Two days ago, I managed to talk my father into reading Rooster the rooster. A short story previously published in its designated place here at the Box, and submitted to a Creative Writing professor. Rooster the rooster was read by many people. I read it aloud to my sister when I finished it, we were in the car heading home and I was thrilled that the tale was finished. So thrilled was I, that I could not wait to get home for her to know about it. So I started reading.

I did not use the voice I imagined I would use if I read the story. The narrative voice I used was quite different, and very unexpected. It was pretty casual though, I thought such a step would rob the story of its satire, but it didn’t.

So my father agreed to read the two papers I put in his lap as he watched TV. He asked what the papers were about, and I said “Oh, just read!”. Much to my content, he complied.

I sat on a couch close at hand, and I waited for the comments. My father, you see, has his own architecture of thought. He doesn’t always quite get the jest of what I say or write, and that makes the process all the more pleasant. I sometimes have his temper and when he fails to understand what I mean by something, I normally use this temper if my conduct is not checked.

Not to speak too long of details that contribute nothing to this entry’s core, I will proceed with the logical sequence of events. So there I was, sitting on a couch looking at my father as he put on his glasses and started reading the passages I composed.

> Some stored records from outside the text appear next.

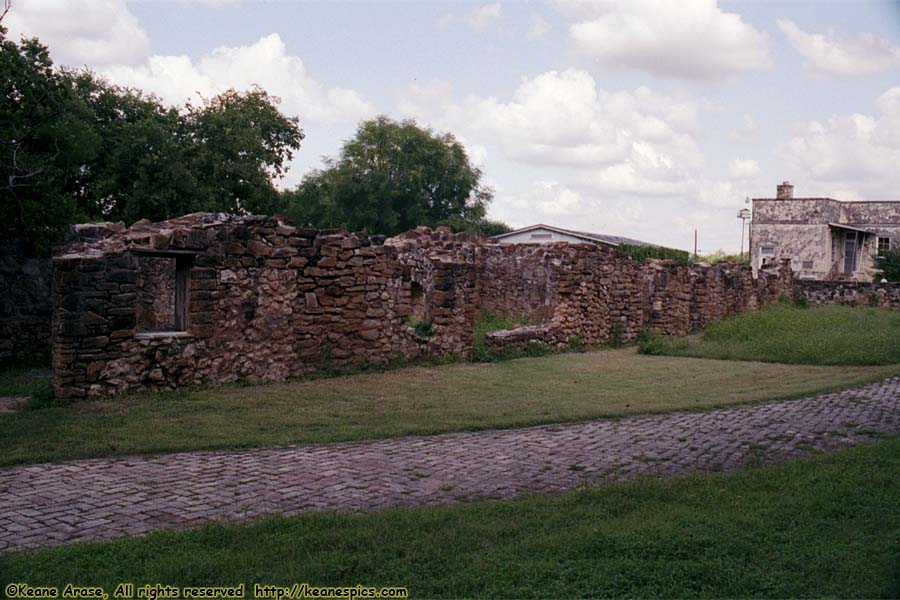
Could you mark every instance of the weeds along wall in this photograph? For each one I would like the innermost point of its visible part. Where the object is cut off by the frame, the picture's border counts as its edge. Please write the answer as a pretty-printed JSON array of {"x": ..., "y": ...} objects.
[
  {"x": 851, "y": 293},
  {"x": 210, "y": 298}
]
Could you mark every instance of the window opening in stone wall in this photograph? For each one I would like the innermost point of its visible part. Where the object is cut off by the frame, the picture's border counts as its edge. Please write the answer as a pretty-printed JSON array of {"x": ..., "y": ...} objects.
[
  {"x": 850, "y": 248},
  {"x": 163, "y": 293},
  {"x": 765, "y": 253},
  {"x": 417, "y": 303}
]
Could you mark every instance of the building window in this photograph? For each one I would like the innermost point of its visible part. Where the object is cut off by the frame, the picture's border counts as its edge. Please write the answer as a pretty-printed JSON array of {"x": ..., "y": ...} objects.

Now he smiled, then he laughed. He threw a stylistic remark my way but I talked it away, explaining the reason behind the deliberate glitch. “But that belongs here, because…It’s all deliberate, you know what I’m saying” -”Ahhh. So you meant to say such and such eh? That’s smart” - “Why of course!”.

So went our brief conversation. The way my father reacted to the piece was amazing. It made me see, first hand, what a reader with a completely different line of thought would juice out of it. He smiled, and that was proof enough for me to feel that he was able to relate to it. That is my writer’s ecstasy.